Beatha ná bás

In June 1965, the government distributed a 55-page booklet to every household in the land. The purpose of the booklet was to advise citizens what to do if Ireland was caught in the crossfire of a nuclear exchange between the superpowers, not an unlikely possibility at the time. The Minister of Defence wrote in his introduction: “The risk of nuclear war… may remain for many years”. Is it any wonder that people held onto the booklet, which is how I came to have it more than half-a-century later?

The content of the booklet was written in English, but the four words on the front cover were in Gaelic. Across the top was the heading “Cosaint Shibhialta” (Civil Defence), being the name of the official body of volunteers set up during the Cold War to support the emergency services. Two other words were printed in larger typeface underneath. They were “Bás” and “Beatha”. For anyone unsure what these meant, a helpful illustration was printed alongside each word. In the case of “Bás”, the accompanying image of a giant mushroom cloud ascending into the sky illustrated the nightmare of a nuclear holocaust. “Beatha” was represented by a drawing of a two-storey house showing how its occupants could survive by sheltering indoors.
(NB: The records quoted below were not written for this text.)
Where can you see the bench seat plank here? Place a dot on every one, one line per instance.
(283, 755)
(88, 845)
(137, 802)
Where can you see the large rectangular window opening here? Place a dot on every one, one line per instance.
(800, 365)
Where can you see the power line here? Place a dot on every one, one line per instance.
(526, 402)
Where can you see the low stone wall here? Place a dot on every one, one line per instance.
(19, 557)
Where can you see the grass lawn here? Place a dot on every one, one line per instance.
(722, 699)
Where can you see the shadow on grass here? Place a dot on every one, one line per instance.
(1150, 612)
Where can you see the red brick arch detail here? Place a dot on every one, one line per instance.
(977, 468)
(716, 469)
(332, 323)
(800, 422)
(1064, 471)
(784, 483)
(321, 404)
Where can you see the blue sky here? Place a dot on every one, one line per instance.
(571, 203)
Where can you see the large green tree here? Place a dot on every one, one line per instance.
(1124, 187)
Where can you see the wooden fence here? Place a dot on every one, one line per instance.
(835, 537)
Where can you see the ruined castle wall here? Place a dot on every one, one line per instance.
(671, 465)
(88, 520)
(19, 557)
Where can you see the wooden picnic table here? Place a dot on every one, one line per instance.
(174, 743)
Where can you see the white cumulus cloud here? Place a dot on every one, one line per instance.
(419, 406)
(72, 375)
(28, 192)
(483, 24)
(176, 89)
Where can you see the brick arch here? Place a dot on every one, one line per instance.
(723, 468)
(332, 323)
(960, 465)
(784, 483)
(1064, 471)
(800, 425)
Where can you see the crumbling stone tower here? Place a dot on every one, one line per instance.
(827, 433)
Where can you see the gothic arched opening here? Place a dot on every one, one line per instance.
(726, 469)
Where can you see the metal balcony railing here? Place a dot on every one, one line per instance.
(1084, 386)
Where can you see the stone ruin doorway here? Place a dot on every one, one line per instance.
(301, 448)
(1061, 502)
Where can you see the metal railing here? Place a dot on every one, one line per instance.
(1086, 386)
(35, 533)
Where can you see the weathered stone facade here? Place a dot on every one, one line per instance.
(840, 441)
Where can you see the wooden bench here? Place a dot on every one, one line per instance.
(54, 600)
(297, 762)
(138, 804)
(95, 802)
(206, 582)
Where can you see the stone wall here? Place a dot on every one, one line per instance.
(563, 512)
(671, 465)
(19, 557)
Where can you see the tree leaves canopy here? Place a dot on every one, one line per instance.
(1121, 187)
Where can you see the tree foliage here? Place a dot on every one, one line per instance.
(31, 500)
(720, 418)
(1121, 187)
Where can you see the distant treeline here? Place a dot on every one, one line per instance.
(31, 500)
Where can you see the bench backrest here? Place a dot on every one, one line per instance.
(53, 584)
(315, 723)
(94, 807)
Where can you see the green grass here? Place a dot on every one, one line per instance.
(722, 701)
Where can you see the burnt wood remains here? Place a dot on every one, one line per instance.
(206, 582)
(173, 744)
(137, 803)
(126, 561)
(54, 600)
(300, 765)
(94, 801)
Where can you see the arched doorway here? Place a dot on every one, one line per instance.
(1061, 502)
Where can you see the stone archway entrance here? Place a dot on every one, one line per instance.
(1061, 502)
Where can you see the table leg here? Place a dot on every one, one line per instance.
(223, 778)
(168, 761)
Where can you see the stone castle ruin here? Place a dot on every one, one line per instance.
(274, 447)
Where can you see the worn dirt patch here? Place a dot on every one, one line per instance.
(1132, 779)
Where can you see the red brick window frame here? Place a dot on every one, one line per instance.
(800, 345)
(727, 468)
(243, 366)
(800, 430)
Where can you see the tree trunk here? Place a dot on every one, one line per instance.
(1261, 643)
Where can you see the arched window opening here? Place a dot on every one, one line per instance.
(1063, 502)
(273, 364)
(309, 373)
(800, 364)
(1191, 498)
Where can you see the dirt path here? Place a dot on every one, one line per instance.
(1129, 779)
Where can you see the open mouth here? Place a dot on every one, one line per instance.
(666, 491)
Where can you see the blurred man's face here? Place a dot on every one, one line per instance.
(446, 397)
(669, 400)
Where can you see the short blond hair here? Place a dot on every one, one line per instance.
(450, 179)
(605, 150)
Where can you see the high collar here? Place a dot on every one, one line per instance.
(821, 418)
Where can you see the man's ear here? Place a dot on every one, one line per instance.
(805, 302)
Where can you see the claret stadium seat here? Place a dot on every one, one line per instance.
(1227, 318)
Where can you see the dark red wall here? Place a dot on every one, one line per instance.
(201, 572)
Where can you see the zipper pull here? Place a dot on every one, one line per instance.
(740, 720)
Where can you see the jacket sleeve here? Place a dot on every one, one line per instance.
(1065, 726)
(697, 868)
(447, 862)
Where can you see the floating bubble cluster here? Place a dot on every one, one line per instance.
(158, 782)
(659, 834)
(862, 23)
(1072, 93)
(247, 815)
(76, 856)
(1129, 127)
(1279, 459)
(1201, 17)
Before seeing the booklet I can’t recall if I was particularly frightened by the threat of global annihilation. But it was probably the greatest danger facing the planet, or at least that was the perception created by the news media and by popular culture. At the age of twelve, my interest in current affairs was pretty low – the Cuban Missile Crisis went right over my head. And I was too young to have seen any of the Hollywood movies about how easily nuclear conflict could be sparked, films like Fail Safe and Dr. Strangelove. So the arrival of the booklet was my first exposure to the topic du jour. It suggested that the grownups, those in charge of things, were getting worried.
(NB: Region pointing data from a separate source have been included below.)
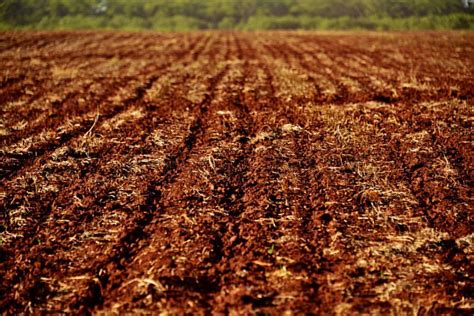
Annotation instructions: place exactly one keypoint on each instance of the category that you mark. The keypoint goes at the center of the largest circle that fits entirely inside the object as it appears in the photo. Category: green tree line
(178, 15)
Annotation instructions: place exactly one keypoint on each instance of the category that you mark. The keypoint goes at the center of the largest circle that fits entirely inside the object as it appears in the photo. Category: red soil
(236, 172)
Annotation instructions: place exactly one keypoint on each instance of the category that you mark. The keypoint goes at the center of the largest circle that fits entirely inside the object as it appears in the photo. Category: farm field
(229, 172)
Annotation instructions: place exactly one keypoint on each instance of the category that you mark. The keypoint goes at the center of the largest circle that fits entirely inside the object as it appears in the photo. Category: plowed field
(327, 173)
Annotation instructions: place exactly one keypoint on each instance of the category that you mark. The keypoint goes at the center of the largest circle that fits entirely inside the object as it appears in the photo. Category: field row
(242, 172)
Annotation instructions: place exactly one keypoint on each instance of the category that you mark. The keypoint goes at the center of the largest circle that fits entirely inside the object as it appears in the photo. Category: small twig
(93, 125)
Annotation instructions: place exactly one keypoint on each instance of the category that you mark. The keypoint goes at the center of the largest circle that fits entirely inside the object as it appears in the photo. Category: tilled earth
(299, 172)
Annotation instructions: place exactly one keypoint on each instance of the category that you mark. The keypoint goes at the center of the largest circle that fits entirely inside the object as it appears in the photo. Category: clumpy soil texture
(299, 172)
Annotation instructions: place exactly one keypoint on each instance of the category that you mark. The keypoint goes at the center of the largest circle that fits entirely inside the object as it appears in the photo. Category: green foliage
(182, 15)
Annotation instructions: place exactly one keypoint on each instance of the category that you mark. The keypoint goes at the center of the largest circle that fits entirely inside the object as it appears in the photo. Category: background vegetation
(180, 15)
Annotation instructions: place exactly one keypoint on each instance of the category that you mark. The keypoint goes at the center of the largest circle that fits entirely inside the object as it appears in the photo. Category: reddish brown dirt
(299, 172)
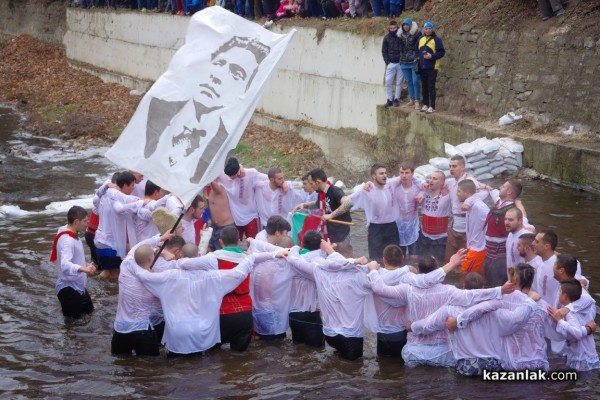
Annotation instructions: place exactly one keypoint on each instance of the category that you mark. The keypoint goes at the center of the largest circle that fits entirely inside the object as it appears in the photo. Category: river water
(41, 356)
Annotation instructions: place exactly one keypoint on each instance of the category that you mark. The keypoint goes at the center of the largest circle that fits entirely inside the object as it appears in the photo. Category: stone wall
(43, 20)
(546, 76)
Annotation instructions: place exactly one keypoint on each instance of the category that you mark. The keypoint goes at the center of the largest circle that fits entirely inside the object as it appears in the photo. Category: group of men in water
(517, 291)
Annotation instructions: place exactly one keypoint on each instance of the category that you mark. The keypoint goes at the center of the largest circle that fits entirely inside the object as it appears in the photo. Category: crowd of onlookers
(271, 9)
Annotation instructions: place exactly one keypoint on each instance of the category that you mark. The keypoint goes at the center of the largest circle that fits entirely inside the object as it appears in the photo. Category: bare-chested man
(220, 213)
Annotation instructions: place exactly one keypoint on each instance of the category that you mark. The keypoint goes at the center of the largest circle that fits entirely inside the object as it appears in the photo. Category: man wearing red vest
(67, 252)
(504, 199)
(236, 308)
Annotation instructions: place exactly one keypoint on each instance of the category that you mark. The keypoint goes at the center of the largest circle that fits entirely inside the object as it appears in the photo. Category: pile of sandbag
(485, 158)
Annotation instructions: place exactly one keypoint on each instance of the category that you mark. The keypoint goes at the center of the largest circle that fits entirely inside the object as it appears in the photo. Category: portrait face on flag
(183, 131)
(196, 112)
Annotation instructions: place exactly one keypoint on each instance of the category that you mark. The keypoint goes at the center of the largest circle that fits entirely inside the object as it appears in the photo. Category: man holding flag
(197, 111)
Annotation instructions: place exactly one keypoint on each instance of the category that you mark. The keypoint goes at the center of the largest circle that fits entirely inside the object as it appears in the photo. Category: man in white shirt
(69, 258)
(380, 211)
(405, 194)
(457, 236)
(145, 227)
(432, 349)
(435, 208)
(190, 217)
(191, 329)
(239, 182)
(513, 221)
(275, 196)
(116, 229)
(138, 324)
(476, 219)
(527, 250)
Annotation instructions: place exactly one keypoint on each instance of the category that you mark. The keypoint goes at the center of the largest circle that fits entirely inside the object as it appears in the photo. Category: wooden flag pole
(165, 243)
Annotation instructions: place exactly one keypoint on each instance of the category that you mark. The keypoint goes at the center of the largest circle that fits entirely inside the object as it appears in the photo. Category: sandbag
(425, 170)
(486, 145)
(482, 170)
(478, 164)
(519, 159)
(510, 144)
(440, 163)
(477, 157)
(485, 176)
(511, 161)
(498, 170)
(468, 149)
(452, 151)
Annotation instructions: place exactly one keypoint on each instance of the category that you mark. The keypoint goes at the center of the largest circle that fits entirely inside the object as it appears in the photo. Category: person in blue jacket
(431, 50)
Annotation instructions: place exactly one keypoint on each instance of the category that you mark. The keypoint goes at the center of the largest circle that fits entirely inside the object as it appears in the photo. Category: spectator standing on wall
(409, 54)
(431, 49)
(390, 50)
(413, 5)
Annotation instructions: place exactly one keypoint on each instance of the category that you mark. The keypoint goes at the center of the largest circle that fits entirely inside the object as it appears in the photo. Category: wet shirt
(70, 257)
(240, 192)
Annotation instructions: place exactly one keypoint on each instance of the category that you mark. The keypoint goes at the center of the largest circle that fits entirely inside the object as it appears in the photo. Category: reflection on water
(43, 357)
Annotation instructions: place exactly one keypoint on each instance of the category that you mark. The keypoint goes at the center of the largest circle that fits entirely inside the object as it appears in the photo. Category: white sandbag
(452, 151)
(510, 144)
(496, 164)
(440, 163)
(478, 164)
(468, 149)
(503, 153)
(486, 145)
(476, 157)
(420, 177)
(425, 170)
(498, 170)
(482, 170)
(485, 176)
(519, 159)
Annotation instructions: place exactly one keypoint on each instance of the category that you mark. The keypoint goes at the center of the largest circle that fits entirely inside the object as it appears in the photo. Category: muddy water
(43, 357)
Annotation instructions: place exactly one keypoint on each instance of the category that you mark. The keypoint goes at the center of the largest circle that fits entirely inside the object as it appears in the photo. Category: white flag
(196, 112)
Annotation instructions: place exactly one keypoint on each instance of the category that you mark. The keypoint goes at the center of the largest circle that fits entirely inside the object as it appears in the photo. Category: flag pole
(166, 241)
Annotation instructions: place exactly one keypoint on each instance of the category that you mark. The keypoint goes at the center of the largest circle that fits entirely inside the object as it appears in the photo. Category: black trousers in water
(236, 329)
(391, 344)
(89, 239)
(307, 328)
(348, 347)
(73, 303)
(379, 236)
(143, 343)
(428, 78)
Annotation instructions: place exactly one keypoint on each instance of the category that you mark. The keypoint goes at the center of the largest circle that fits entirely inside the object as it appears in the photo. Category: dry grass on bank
(62, 102)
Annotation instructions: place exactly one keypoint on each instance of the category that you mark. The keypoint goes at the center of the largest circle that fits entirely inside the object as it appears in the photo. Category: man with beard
(380, 210)
(513, 220)
(435, 207)
(275, 196)
(330, 198)
(175, 130)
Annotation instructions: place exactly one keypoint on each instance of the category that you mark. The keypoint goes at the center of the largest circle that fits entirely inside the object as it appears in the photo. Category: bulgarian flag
(302, 222)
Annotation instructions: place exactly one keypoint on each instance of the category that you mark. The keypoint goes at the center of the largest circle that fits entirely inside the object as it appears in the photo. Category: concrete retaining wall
(329, 83)
(43, 20)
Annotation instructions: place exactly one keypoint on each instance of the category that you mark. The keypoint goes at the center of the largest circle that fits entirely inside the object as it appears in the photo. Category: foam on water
(64, 206)
(13, 211)
(55, 207)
Much of the booklet was devoted to practical tips on how to turn one’s home into a refuge. The advice included stocking up on food, filling the bath with drinking water, and erecting barriers and shelters inside and outside the home. We were warned that anyone unfortunate enough to find themselves outdoors when a nuclear bomb exploded could be killed, even if the blast occurred five miles away. The overall tone of the booklet was what might be called ‘mild apocalyptic’. The reassuring language about “getting back to normal” was offset by more sinister terms, often written in capitals, such as “FINAL WARNING”, “DO EVERYTHING YOU ARE TOLD BY THE AUTHORITIES”, and “TURN YOUR BACK TO THE FLASH”.

The dangers confronting us have proliferated since I was a boy. Terrorism, climate change, global pandemic, these are just a few of the horrors we are told threaten our civilisation and our very survival as a species. The underlying message is the same as it was back then. To my twelve-year-old mind that message was: be afraid. Our fate, life or death, depended on forces over which we had no control - we as a family, and we as a small country on the edge of Europe.

In 1965, as I leafed through the government’s booklet, I knew little about the international tensions that were causing such widespread anxiety. But I did begin to realise an important truth. No worldly authority could protect me or anyone else from evil. All the Irish government could do was warn the people of an approaching peril and urge us to protect ourselves.

Many years later I came across something Jesus said to his followers not long before he died.
I will no longer talk much with you, for the ruler of this world is coming. He has no power over me… [1]
No power indeed. After all, aren't we told that Jesus quelled the storm when his disciples feared it would overwhelm their boat? "Who then is this", they said, "that he commands even wind and water, and they obey him?"[2]

If the ruler of this world is actually a 'paper tiger', then what I felt instinctively as a child must be true. While it might have seemed like we were alone in the face of extreme danger, we really weren’t.